Iterating 2D array with pointer expressions in C

Question

I'm practicing pointers and want to substitute pointer operations in place of the arrays to traverse through the elements of the array. I have read numerous articles and cannot grasp this concept. Can someone explain?

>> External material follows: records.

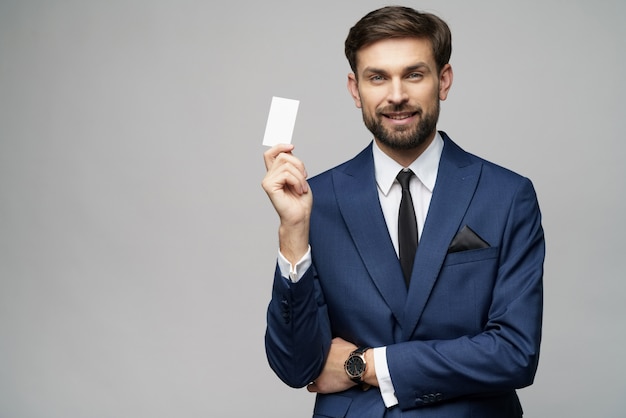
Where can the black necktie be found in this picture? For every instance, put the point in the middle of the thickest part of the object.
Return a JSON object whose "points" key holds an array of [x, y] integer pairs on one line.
{"points": [[407, 226]]}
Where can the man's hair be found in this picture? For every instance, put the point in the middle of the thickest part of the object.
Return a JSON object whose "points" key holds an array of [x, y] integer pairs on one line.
{"points": [[400, 22]]}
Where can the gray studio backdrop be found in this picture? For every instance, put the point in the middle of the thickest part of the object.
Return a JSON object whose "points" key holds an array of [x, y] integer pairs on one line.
{"points": [[137, 247]]}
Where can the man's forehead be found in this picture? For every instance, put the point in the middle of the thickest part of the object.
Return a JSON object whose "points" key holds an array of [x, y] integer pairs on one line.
{"points": [[395, 51]]}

Here I made a 2D array and iterated through it using a basic nested for-loop, but want to use pointers;

int test[3][2] = {1,4,2,5,2,8};

for (int i = 0 ; i < 3; i++) {

    for (int j = 0; j < 2; j++) {

        printf("%d\n", test[i][j]);
    }
}

Answer 1

int test[3][2] = {{1,4},{2,5},{2,8}};

// Define a pointer to walk the rows of the 2D array.
int (*p1)[2] = test;

// Define a pointer to walk the columns of each row of the 2D array.
int *p2 = NULL;

// There are three rows in the 2D array.
// p1 has been initialized to point to the first row of the 2D array.
// Make sure the iteration stops after the third row of the 2D array.
for (; p1 != test+3; ++p1) {

    // Iterate over each column of the arrays.
    // p2 is initialized to *p1, which points to the first column.
    // Iteration must stop after two columns. Hence, the breaking
    // condition of the loop is when p2 == *p1+2
    for (p2 = *p1; p2 != *p1+2; ++p2 ) {
        printf("%d\n", *p2);
    }
}

Answer 2

In some compilers you can also use a single loop, treating a multidimensional array as a one-dimensional array read in row-major order.

This is mentioned in King's C Programming: A Modern Approach (2nd ed., p268).

#include <stdio.h>

int main(void)
{
    int test[3][2] = {{1,4},{2,5},{2,8}}, *p;

    for(p = &test[0][0]; p <= &test[2][1]; p++)
    {
        printf("%d\n", *p);
    }
    return 0;
}